| This week, the Chicago players have been trying to replicate 
				Sunday's likely temperatures during practice sessions, though 
				coach John Fox felt it was impossible to ever get accustomed to 
				Arctic-like weather for a league game. "I've known a lot of 
				people that grew up in very cold-weather places," Fox was quoted 
				as saying on the Bears website. "I don't think they've gotten 
				used to it. You just deal with it. "That's pretty much been the 
				approach you take in the NFL, in my experience. You don't want 
				the shock value to be the day they (the players) arrive. 
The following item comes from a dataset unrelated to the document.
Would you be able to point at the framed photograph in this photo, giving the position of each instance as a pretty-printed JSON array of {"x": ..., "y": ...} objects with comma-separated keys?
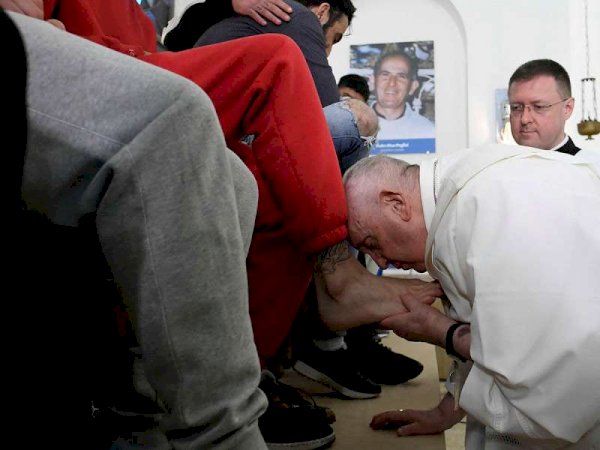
[{"x": 402, "y": 82}]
				Sometimes if it is, you can't control it. But I don't think you 
				ever get used to it." Chicago defensive end Akiem Hicks, who 
				played college football at the University of Regina in 
				Saskatchewan, Canada, said: "You've just got to push through. 
				It's going to be cold. You're just going to have to suck it up. 
				"You can't do anything about it. You want to play the game, so 
				you've just got to take it." The coldest ever league game played 
				at Soldier Field took place on Dec. 22, 2008 when the 
				temperature at kickoff was minus 16.7C (2F) before the Bears 
				went on to clinch a 20-17 overtime win over the Packers. As for 
				the coldest ever league game in Chicago, that is believed to 
				have occurred on Dec. 16, 1951 when the mercury dipped to minus 
				18C (minus 1F) at Wrigley Field for a 24-14 loss to the Chicago 
				Cardinals. Other games this Sunday where frigid temperatures 
				have been forecast include the matchups between the New England 
				Patriots and the Broncos in Denver and the meeting between the 
				Tennessee Titans and the Chiefs in Kansas City.